Can anyone spell “conflict of interest”? Has anyone at the Department of Education ever heard the term?

Betsy Devos just selected the CEO of a corporation collecting student loans to police the collection of student loans.

The strange thing is that the Education Department forgot to mention this interesting fact when his appointment was announced, and it was removed from his resume.

Whose side will he be on–the industry or the students?

When the Trump administration announced its pick to run the $1.3 trillion federal student loan system on Tuesday, there was one notable thing about the candidate that wasn’t mentioned in the press release: he’s the CEO of a private student loan company.

The Education Department’s statement described A. Wayne Johnson as the “Founder, Chairman and former CEO” of a payments technology company called First Performance Corporation. It noted his Ph.D. in education leadership, and Education Secretary Betsy DeVos, citing his dissertation, said he “actually wrote the book on student loan debt.”

But what wasn’t noted was Johnson is currently the CEO of Reunion Student Loan Services, a detail confirmed by a company representative reached by phone on Tuesday afternoon. Reunion originates and services private student loans, and offers refinancing and consolidation for existing loans.

The Education Department did not immediately respond to a request for comment.

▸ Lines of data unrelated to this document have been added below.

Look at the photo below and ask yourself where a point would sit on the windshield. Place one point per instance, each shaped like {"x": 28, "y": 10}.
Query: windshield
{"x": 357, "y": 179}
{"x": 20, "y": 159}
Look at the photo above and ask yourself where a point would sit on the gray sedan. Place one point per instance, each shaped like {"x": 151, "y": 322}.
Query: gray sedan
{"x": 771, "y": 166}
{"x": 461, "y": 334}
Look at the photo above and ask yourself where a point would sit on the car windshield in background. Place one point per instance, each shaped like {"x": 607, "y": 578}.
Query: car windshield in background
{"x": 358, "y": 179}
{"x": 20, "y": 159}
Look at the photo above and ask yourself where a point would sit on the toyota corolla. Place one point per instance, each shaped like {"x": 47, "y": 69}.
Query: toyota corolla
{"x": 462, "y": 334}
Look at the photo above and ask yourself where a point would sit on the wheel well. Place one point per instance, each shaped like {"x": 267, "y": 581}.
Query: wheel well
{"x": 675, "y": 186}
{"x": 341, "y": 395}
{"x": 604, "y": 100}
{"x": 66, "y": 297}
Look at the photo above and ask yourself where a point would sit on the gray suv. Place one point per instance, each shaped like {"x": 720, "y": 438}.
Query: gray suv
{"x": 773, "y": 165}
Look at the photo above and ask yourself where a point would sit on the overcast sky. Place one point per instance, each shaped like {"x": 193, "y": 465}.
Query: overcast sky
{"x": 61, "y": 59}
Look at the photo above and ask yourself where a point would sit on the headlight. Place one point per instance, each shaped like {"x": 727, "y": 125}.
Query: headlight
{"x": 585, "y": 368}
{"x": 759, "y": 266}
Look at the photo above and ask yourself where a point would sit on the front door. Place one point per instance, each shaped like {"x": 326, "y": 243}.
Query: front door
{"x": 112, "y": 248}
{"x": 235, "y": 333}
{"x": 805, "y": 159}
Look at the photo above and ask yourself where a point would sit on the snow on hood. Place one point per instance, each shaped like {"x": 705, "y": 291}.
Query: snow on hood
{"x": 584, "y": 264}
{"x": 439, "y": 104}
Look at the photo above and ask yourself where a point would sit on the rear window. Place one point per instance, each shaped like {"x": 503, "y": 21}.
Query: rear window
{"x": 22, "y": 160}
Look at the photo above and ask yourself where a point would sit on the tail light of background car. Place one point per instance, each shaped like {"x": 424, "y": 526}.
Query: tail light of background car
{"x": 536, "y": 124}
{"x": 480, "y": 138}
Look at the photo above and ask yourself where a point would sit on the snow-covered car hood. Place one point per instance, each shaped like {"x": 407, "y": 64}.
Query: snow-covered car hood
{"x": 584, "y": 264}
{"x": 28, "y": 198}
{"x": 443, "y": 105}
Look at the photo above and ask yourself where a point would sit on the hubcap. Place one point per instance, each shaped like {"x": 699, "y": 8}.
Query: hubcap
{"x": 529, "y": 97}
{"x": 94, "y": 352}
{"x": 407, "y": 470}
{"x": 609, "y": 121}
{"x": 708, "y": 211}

I suppose this is another rebuke to the writer of the strange article in the New York Times who claimed that DeVos was making “surprising” appointments of people who are not as far right as she is. One alleged surprise was that she chose a gay woman to lead the Office of Civil Rights, which isn’t so surprising when you realize, that Candace Jackson may be gay but she opposes affirmative action and feminism, like DeVos and is content to see OCR reduce its civil rights activism. The other “surprise” choice was Jason Botell, who ran a KIPP charter school and advised Trump on education during the campaign. Why is running a charter school somehow a surprising choice for a charter zealot like DeVos. Now she has chosen an industry insider to police the industry. Is that also a surprise to the New York Times?